FDA Commissioner Scott Gottlieb further proposes to spur development of treatments for rare diseases by improving the process for evaluating orphan drug designation requests, which have more than doubled in recent years. He told the Senate Appropriations subcommittee in June that a new Orphan Drug Modernization Plan will eliminate a backlog of 200 pending designation requests by mid-September and establish procedures for vetting such requests within 90 days in the future.
Modeling and master protocols
Another strategy for accelerating clinical research is to make greater use of master protocols to evaluate multiple drugs or multiple diseases at the same time. Instead of designing and conducting individual studies for each investigational therapy, Janet Woodcock, director of the Center for Drug Evaluation and Research (CDER), encourages sponsors to support joint research collaborations able to test therapies more quickly and efficiently. Woodcock and Lisa LaVange, director of CDER’s Office of Biostatistics, recently wrote in The New England Journal of Medicine that launching such projects requires additional time and resources but can answer multiple questions more quickly and efficiently. Such master protocols have been developed for lung and breast cancer, but could also apply to infectious and neurological diseases and to therapies for rare conditions that affect small patient populations.
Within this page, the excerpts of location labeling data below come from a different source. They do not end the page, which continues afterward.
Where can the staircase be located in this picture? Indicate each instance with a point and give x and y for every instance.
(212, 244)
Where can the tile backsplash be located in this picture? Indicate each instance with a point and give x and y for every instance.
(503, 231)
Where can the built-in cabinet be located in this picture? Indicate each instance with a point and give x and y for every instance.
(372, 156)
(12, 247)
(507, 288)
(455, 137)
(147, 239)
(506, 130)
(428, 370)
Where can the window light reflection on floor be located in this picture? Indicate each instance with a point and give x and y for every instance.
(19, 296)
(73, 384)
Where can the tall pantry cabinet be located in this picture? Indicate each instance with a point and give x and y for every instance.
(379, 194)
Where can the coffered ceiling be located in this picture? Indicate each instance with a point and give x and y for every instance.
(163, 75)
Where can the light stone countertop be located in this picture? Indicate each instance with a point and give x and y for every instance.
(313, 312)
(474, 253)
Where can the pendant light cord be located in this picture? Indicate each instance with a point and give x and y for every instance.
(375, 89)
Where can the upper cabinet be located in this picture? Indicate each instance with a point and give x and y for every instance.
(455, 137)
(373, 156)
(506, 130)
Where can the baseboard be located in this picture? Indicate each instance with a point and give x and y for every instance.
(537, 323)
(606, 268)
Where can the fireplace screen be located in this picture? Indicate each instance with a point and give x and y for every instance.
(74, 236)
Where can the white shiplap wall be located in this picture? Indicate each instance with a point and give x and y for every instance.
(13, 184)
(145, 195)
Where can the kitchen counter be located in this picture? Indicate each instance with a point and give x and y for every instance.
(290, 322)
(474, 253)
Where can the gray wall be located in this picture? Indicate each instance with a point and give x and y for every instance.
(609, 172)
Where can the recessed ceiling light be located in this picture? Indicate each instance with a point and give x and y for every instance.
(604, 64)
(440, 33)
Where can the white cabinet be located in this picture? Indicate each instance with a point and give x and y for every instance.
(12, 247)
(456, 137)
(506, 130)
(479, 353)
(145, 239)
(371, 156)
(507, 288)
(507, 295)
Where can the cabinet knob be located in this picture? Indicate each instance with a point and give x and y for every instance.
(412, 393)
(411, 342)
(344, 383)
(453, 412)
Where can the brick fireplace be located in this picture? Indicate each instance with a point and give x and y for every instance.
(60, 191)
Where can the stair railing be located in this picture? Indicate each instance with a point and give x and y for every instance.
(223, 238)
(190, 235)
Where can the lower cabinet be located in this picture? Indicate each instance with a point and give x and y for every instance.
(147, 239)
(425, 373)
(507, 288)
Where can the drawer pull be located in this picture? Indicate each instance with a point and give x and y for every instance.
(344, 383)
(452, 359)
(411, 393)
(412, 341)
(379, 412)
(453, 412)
Computer modeling and simulation can significantly inform the design and outcomes of clinical trials, as highlighted by Commissioner Gottlieb in outlining FDA’s plan for implementing the 21st Century Cures Act in July. Greater use of in silico tools to evaluate new drugs and medical devices, explained the commissioner, may help predict clinical outcomes and safety issues, support evidence of effectiveness, optimize dosing, and evaluate potential adverse event mechanisms.
The “Cures” bill provides $500 million over nine years for FDA to carry out its many additional tasks and initiatives, including the development and publication of new guidance on the use of in silico tools for advancing drug development, similar to draft guidance already issued on submitting physiologically-based pharmacokinetic model data in drug applications. The program also will support FDA’s Center for Devices and Radiological Health in building in silico regulatory models for product design and evaluation, including the development of a digital library of models and a family of “virtual patients” for device testing. Gottlieb noted that modeling and simulation may assist in creating natural history databases to support more efficient drug development, as seen in current collaborations on natural history models in Parkinson’s disease, Huntington disease, Alzheimer’s disease, and muscular dystrophy.
Such approaches also may support development of targeted drugs by modeling how individual physiology and genetics can identify patient subgroups that need dose adjustments. In silico methods, moreover, can help assess the effects of drug interactions, renal impairment and hepatic insufficiency in patients.
These efforts to advance state-of-the-art technologies involve collaboration with external parties able to provide expertise and infrastructure. And they require further FDA investment in high performance computing that would enable FDA review staff to manipulate large data sets. FDA’s Scientific Computing Board is poised to help expand the agency’s computing capabilities and modeling approaches to support these initiatives.